Study: COVID-19 infections post-vaccination by HIV status in the United States. Image Credit: Nr-stock/ShutterstockStudy: COVID-19 infections post-vaccination by HIV status in the United States. Image Credit: Nr-stock/Shutterstock

The study

This news article was a review of a preliminary scientific report that had not undergone peer-review at the time of publication. Since its initial publication, the scientific report has now been peer reviewed and accepted for publication in a Scientific Journal. Links to the preliminary and peer-reviewed reports are available in the Sources section at the bottom of this article. View Sources

In a recent study posted on the medRxiv* pre-print server, researchers compared the risk of SARS-CoV-2 breakthrough infection among fully vaccinated people with HIV (PWH) and people without HIV (PWoH).

The study retrieved data from the corona-infectious-virus epidemiology team (CIVET) – II cohort consisting of four longitudinal cohorts from academic health centers and integrated health systems. From each cohort, individuals aged 18 years and above and those who were fully vaccinated (completed 14 days after the second dose of BNT162b2 (Pfizer) or mRNA-1273 (Moderna) vaccines or 14 days after a single dose of the Jansen Ad26.COV2.S 110 [Johnson & Johnson (J&J)] viral vector vaccine) between 11 December 2020 to 30 June 2021 were identified.

Findings

A total of 109,599 fully vaccinated people were included in the study among which 31,840 were PWH and 77,759 were PWoH. The researchers matched PWH and PWoH on parameters such as date fully vaccinated, age group, race/ethnicity, and gender.

The incidence rate per 1,000 person-years (PY) of breakthrough infections was estimated with respect to HIV status, and the results showed the overall incidence rate of breakthrough infections to be 35 per 1,000 PY. The incidence rate of breakthrough infections in PWH was higher (44 per 1,000 PY) than that in PWoH (31 per 1,000 PY).

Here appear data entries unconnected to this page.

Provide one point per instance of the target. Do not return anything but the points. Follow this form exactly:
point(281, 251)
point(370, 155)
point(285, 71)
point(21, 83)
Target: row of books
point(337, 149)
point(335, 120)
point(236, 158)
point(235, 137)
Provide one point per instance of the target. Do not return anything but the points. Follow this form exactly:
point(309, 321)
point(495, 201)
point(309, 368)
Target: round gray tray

Stratification by vaccine-type indicated that people who received the J&J vaccine showed the highest incidence rate of breakthrough infections (59 per 1,000 PY), followed by Pfizer (40/ 1,000 PY), and Moderna (26 per 1,000 PY), and a higher rate of breakthrough infections was seen in PWH compared to PWoH for all vaccine types. Stratification by calendar time showed a higher rate of breakthrough among PWH, especially in July and August of 2021.

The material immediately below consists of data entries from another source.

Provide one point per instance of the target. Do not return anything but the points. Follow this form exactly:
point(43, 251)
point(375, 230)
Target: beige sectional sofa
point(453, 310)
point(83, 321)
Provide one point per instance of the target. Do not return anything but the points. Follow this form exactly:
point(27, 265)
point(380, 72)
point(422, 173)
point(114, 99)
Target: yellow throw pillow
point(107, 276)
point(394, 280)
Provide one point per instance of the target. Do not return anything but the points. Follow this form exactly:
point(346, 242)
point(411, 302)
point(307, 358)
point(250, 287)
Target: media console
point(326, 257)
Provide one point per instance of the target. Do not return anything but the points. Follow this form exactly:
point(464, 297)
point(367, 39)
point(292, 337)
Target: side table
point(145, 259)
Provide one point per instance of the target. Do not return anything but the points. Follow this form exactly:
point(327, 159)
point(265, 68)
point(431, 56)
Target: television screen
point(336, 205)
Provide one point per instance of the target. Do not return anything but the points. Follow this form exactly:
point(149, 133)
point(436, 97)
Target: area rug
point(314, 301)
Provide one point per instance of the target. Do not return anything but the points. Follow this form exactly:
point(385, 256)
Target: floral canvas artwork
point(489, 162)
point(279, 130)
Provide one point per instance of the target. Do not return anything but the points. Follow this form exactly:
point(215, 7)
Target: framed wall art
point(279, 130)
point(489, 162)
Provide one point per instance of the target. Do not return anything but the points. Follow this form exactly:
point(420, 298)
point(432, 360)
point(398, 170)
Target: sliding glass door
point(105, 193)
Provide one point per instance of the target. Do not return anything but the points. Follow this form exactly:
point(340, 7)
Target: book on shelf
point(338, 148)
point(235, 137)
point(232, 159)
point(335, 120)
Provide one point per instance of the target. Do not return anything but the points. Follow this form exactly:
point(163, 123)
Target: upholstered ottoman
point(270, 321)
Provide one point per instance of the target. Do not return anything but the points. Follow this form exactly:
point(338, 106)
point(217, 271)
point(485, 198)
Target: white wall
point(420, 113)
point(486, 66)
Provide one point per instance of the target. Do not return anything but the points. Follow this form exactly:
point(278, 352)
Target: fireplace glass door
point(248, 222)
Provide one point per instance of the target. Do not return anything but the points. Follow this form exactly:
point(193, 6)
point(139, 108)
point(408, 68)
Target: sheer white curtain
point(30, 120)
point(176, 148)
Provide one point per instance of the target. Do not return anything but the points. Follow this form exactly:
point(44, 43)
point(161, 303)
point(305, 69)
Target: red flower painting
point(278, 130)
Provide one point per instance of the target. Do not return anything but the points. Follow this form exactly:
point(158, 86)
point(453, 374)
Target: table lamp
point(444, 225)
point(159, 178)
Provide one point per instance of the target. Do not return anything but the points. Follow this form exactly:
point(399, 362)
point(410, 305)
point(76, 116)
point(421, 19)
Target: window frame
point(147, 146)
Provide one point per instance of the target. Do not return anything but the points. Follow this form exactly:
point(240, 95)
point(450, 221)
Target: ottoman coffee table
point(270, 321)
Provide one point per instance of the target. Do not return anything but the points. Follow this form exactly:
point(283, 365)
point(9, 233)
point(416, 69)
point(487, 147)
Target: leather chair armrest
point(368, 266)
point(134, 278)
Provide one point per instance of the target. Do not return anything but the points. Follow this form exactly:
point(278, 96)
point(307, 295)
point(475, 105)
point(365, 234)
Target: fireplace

The cumulative incidence of breakthrough infections at 210 days post-full vaccination was estimated by HIV status and indicated an overall cumulative incidence of 2.3%; the cumulative incidence was higher in PWH at 2.8% compared to PWoH at 2.1%. The risk difference between the cumulative incidences of breakthrough infection showed that PWH exhibits a 0.68% higher risk than PWoH.

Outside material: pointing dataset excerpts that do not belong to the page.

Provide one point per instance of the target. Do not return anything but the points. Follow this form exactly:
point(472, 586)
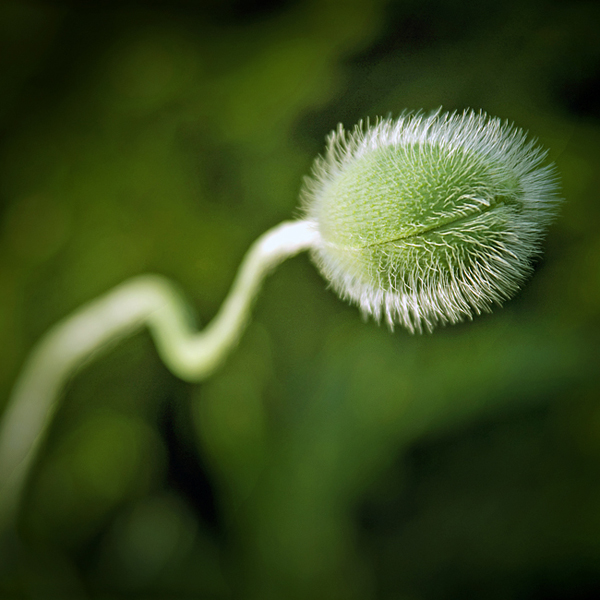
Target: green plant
point(424, 220)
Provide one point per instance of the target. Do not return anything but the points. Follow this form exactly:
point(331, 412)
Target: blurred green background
point(330, 458)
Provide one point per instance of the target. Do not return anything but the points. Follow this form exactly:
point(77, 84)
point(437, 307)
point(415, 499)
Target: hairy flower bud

The association of CD4 count and HIV viral load with the risk of breakthrough infection was determined and the results showed that PWH with lower CD4 counts at full vaccination had a higher cumulative incidence of breakthroughs and PWH with unsuppressed HIV viral load had a higher risk of breakthrough infection in comparison to those with suppressed viral load (88% of PWH were virally suppressed at 622 cells/mm median CD4 count). However, these findings were not statistically significant.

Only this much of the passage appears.